There are also age-related brain changes seen on a molecular level. Neurotransmitters such as dopamine and serotonin are the most affected as they both decline with age. Sex hormones and growth hormones also decrease with age which can have a negative effect on cognition. There is also an increase in the production of monoamine oxidase and reactive oxygen species with age and these can be especially destructive to the brain and neurotransmitters if left unchecked. As the brain reduces in volume, this is referred to as atrophy, and this can result in a reduction of glucose metabolism which is needed for the brain to function properly.

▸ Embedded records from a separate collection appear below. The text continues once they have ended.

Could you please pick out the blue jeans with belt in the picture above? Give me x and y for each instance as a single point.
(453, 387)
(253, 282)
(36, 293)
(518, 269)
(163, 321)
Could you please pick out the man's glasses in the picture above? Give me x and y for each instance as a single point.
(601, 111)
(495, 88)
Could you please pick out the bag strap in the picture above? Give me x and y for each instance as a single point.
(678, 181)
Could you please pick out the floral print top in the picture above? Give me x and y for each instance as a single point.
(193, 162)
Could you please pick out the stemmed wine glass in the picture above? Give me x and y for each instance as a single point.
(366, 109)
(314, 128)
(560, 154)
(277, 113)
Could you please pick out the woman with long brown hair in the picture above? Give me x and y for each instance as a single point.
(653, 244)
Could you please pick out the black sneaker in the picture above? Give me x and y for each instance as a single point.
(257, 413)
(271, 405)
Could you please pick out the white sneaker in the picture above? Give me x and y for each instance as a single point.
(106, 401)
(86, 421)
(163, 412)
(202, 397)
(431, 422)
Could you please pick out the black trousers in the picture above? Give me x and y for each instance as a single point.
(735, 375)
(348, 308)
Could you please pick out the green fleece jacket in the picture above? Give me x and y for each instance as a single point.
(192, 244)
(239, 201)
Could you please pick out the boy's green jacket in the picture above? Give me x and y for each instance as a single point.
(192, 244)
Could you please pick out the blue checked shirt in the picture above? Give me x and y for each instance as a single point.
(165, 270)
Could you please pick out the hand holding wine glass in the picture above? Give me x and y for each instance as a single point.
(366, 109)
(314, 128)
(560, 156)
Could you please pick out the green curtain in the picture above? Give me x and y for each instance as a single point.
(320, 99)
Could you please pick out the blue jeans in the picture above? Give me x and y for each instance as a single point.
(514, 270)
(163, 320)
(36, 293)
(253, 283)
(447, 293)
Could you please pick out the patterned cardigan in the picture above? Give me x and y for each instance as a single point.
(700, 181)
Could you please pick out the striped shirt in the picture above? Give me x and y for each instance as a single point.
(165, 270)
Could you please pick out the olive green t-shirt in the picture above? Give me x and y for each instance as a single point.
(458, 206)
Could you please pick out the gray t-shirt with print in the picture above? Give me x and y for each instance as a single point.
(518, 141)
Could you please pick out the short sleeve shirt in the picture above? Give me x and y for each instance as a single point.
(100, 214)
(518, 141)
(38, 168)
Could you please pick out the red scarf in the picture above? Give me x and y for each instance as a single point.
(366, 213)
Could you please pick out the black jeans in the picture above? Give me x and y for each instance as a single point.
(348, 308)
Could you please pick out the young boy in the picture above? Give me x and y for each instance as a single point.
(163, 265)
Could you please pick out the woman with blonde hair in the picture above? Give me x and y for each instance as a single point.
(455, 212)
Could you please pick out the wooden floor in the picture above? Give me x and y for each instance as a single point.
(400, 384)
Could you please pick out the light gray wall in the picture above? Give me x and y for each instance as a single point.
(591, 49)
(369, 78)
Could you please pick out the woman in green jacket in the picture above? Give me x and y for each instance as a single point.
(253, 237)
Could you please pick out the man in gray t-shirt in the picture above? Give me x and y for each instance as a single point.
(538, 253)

Genetic factors and environmental factors can both affect normal aging. There are health risk factors which can promote the effects of aging on the brain, and these include diabetes, high cholesterol, and high blood pressure. However, there are also protective factors which can slow the effects of normal brain aging. These include having a healthy diet and regular exercise, low to moderate alcohol consumption, as well as obtaining a higher level of education.